Travail parlementaire

Retour sur le travail parlementaire de la session de septembre 2021 en 5 points

17/03/2022

Au moment où s'ouvre la session ordinaire de mars 2022 à l’Assemblée nationale, Talatala fait le point sur le travail parlementaire lors de la session précédente. Voici ce qu’ont fait nos députés.

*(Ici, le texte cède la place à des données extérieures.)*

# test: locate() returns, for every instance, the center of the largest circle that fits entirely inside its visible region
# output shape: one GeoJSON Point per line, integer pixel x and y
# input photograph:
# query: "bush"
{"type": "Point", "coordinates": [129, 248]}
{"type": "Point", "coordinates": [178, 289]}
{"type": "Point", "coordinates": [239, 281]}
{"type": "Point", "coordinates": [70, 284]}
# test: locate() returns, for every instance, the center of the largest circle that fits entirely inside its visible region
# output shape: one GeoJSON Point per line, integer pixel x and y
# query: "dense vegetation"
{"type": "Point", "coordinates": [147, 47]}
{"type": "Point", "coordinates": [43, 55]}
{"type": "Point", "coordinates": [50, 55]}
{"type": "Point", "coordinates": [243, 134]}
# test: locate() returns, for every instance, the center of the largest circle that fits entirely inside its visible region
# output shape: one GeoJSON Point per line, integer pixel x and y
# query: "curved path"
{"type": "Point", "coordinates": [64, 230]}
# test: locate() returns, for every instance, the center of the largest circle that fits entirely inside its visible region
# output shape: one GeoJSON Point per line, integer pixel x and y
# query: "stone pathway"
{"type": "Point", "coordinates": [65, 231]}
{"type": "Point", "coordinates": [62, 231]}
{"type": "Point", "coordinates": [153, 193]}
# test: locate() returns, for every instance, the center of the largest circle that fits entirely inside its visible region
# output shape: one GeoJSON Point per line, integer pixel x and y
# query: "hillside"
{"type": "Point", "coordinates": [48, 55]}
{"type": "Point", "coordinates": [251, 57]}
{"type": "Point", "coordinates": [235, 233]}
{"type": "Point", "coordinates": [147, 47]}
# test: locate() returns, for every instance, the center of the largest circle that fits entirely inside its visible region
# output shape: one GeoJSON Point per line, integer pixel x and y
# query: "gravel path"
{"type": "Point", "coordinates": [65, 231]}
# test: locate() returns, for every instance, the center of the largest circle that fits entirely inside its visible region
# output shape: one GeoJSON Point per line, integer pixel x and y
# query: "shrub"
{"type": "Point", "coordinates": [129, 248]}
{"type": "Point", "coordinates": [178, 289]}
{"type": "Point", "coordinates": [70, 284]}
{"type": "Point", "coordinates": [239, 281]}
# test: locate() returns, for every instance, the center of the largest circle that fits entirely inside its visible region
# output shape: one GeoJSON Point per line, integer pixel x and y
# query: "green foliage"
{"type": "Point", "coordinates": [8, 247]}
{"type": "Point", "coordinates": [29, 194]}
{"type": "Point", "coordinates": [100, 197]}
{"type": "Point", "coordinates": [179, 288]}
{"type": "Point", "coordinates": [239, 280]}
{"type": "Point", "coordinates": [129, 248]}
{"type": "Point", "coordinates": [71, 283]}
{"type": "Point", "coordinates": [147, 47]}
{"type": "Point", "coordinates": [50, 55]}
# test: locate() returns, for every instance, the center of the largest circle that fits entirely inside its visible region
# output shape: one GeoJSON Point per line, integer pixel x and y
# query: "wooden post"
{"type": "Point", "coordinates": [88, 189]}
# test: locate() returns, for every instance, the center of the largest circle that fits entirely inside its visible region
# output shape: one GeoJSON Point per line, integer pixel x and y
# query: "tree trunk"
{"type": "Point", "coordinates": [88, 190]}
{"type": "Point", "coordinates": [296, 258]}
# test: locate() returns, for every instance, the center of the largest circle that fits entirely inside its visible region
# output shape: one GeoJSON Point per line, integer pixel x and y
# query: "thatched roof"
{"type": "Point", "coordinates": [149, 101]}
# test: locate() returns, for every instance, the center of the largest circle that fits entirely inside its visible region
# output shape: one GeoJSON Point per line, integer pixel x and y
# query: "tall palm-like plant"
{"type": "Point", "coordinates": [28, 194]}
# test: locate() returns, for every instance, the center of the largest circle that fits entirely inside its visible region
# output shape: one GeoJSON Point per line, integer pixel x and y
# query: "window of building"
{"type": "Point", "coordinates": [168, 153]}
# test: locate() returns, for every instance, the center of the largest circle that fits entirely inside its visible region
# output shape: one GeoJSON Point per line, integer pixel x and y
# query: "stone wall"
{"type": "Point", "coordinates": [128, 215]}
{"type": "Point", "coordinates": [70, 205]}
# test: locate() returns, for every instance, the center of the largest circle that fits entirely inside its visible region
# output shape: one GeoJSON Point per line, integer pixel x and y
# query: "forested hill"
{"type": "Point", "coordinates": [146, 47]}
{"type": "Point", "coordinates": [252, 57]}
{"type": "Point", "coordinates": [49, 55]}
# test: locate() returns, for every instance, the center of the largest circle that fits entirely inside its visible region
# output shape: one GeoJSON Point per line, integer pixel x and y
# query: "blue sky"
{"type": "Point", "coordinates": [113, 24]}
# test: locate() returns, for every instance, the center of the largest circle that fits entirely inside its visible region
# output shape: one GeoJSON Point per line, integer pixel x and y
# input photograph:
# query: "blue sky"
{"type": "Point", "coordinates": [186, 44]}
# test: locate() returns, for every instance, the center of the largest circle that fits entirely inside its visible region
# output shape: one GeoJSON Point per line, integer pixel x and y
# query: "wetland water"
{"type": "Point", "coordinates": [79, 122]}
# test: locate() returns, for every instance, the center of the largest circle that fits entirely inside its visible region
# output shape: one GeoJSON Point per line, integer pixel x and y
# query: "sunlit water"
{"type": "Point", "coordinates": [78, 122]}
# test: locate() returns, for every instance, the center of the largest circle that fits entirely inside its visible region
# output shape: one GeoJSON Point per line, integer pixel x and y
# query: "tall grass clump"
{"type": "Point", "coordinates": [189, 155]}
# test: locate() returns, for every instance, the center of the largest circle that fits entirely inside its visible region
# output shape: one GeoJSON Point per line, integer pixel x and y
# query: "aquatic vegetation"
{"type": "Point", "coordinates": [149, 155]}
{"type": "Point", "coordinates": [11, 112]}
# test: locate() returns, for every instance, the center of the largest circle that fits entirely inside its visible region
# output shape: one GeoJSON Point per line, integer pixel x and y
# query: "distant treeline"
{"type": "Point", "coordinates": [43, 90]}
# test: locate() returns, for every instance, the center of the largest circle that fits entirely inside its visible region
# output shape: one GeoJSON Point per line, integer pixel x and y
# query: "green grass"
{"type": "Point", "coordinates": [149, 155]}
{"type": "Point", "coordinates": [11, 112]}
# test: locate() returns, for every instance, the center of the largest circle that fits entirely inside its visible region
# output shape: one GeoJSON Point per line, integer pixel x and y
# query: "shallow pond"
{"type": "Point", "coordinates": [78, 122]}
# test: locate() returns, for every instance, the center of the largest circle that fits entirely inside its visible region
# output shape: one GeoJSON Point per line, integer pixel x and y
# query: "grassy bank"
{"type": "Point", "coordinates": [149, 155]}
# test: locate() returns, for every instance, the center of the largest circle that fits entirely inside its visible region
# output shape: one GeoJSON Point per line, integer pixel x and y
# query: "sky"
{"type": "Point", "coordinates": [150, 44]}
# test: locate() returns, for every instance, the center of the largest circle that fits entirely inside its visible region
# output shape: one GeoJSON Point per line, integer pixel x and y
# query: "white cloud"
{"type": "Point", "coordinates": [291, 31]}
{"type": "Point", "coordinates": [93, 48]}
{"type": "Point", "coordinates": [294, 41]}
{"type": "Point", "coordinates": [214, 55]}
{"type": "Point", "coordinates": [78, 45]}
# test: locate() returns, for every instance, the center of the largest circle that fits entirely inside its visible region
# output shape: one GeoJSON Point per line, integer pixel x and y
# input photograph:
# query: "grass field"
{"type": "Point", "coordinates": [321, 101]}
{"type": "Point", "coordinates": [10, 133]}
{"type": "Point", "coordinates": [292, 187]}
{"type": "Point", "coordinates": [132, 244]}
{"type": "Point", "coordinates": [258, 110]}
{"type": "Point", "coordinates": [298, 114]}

Essentiellement budgétaire, la session ordinaire de septembre 2021 aura été hautement politique. De l’annonce de pétition contre Christophe Mboso, président de l’Assemblée nationale, à la distribution des jeeps Palissade aux députés, en passant par la motion de défiance contre Augustin Kibasa, ministre des Postes, télécommunications et nouvelles technologies de l’information et de la communication (PT-NTIC), et l’entérinement controversé des membres de la Commission électorale nationale indépendante (Ceni). 

L’on semble avoir assisté à un riche exercice de différents moyens de contrôle parlementaire prévus par la Constitution et le règlement intérieur de l’Assemblée nationale. Pour autant, le calendrier de la session parlementaire aussi ambitieux qu’il soit n’a pas été exécuté dans les proportions satisfaisantes.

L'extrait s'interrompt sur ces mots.